The question, asked in Prime's rich and ever-calm tones, pushed Bluestreak past his limit. He laughed, more than a touch of hysteria in his voice, and when he'd started, he found he couldn't stop – at least not without help. Prime took his shoulders, giving them a hard shake, and it was as if a switch had been thrown. Bluestreak's helpless giggles cut off. He didn't fall silent though.

Bluestreak's systems were running far too hot, stress heating his circuits beyond their virus-impaired capacity to regulate. His vocalisor flooded with static but words streamed from it nonetheless.

"Where are they? Where are they, Prime? What happened to them? And why is no one even talking about them? It just doesn't make sense, Prime, and they're gone and no one seems to care and, I mean, yes, I knew they were going away and it was meant to be fun even if Prowl is kind of scared of human kids going squish when he's not looking, but they should have been back days ago and they would have told me if they were going to be late, or told Red to tell me, or got word to me somehow even if they're meant to be undercover, because they know how I worry and no one's acting like they're undercover, but just as if they're gone, and that can't be true, it just can't, and I won't believe it, but I can't remember why I couldn't remember them and it was as if someone just took a brick wall and built it across my processor, and now it's gone, but nothing makes sense and I just wanted to find them, 'cause I've got to know, and you'd tell me, wouldn't you, Prime, if something happened to them, and you wouldn't leave me wondering like this, 'cause I just need to find them, and I thought if I could get into their offices, maybe I'd find they were sick or something and collapsed in there, or left me a hint or something, because they would you know, and you've just got to let me get in…"
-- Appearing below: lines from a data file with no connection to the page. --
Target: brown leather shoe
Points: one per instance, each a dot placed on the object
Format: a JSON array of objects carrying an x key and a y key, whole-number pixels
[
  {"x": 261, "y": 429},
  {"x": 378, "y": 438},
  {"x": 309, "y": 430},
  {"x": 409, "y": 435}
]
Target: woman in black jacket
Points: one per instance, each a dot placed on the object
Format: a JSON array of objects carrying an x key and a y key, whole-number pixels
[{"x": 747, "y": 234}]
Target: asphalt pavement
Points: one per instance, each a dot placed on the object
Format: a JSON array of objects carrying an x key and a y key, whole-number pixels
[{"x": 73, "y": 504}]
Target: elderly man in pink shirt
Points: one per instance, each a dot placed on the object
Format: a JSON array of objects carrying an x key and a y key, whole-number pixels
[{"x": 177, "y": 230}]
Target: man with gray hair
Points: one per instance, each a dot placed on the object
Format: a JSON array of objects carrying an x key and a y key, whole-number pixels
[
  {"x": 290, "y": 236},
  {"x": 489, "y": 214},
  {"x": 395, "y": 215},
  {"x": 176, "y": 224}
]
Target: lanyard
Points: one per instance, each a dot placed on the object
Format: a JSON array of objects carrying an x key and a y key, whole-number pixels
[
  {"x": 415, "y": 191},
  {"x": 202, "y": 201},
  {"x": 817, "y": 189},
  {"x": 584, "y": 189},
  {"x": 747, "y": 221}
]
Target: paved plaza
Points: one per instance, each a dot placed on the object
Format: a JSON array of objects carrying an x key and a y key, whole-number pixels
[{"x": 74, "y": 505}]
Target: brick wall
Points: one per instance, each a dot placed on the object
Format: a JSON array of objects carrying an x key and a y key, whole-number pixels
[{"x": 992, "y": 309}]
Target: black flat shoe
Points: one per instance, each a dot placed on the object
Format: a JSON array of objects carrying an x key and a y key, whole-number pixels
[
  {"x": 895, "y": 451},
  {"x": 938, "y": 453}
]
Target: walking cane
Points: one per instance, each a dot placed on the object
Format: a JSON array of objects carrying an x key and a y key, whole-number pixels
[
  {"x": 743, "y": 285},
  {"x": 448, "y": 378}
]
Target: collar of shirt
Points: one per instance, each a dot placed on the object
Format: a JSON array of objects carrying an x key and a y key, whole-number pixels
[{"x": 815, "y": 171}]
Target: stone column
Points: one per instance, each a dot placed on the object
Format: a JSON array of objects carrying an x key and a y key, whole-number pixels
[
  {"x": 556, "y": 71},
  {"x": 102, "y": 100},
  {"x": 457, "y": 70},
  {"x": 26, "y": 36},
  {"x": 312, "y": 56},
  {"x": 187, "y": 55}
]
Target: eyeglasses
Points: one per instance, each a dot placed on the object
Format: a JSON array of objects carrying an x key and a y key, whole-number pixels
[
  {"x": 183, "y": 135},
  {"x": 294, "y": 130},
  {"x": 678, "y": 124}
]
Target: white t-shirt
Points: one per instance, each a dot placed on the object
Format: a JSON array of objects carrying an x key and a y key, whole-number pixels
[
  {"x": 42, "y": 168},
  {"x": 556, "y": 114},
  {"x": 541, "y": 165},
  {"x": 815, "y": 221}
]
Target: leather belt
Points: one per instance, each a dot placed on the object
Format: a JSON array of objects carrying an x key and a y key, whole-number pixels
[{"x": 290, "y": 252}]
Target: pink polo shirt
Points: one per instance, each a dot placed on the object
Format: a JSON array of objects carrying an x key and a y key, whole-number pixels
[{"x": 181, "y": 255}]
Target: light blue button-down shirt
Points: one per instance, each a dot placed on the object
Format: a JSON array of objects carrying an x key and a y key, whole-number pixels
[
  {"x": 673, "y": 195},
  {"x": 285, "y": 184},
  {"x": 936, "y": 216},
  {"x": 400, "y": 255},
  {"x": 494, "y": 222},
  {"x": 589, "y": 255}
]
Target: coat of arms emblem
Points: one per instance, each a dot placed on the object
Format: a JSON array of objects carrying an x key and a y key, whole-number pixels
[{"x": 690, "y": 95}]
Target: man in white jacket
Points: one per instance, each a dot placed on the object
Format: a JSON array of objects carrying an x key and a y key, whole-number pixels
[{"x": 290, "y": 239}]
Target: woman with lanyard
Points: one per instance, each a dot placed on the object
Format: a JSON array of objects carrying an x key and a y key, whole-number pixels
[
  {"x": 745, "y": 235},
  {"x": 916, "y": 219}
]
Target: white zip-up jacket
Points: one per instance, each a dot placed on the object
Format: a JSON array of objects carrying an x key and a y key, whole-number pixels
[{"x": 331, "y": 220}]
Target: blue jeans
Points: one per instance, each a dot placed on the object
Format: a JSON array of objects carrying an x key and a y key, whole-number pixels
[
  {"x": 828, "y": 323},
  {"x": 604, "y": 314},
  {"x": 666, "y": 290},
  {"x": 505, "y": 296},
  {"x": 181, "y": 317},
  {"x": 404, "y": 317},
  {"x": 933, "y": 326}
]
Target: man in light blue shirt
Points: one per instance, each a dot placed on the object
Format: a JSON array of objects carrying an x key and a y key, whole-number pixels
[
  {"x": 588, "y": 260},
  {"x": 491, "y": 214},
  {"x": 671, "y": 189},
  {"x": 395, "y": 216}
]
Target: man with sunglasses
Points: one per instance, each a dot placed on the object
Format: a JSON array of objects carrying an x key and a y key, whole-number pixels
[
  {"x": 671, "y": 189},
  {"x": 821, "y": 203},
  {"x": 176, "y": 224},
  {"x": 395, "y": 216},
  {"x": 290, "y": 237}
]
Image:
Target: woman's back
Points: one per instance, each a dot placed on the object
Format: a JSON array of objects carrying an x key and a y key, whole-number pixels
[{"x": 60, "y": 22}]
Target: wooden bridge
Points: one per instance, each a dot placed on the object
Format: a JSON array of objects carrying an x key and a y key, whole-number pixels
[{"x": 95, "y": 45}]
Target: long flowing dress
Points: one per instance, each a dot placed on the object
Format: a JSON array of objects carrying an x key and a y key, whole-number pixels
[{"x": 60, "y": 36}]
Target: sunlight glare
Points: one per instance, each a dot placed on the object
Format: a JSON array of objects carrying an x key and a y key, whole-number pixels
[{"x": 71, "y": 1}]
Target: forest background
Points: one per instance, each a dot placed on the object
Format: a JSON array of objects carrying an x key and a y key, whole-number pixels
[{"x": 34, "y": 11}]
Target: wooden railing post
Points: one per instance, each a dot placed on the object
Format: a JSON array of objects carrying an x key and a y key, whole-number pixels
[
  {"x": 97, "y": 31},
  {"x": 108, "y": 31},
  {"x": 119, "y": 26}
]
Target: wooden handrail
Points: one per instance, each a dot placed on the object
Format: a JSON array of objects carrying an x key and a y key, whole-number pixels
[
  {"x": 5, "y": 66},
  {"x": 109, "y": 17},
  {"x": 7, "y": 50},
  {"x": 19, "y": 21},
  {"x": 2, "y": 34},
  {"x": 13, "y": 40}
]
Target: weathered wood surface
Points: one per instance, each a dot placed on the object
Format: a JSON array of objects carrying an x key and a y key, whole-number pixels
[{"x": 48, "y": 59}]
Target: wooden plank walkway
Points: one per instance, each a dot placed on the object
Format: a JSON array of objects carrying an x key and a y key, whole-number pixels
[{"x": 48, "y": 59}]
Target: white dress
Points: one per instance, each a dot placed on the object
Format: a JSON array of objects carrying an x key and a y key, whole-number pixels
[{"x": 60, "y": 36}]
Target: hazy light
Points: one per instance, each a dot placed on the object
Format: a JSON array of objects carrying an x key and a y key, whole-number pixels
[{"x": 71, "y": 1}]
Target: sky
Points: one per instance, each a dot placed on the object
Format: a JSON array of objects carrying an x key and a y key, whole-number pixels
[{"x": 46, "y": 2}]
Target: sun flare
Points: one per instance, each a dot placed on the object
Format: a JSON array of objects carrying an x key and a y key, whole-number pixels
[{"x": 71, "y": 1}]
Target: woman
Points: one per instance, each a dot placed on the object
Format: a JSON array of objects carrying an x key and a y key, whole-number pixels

Prime gave him another shake, harder, and this time Bluestreak did fall silent. His vents hitched and stuttered, heat coming off him in waves. Prime's grip on his shoulders became a little softer, squeezing gently to draw Bluestreak's wandering attention and far-too-bright optics back to him.

"Bluestreak, focus. Just tell me what's wrong."

Bluestreak cycled his optics, looking up at his Prime like a bewildered child. "Where are they, Prime? Where are Jazz and Prowl?"

This time Optimus was the one to cycle his optics, drawing in a deep vent before speaking.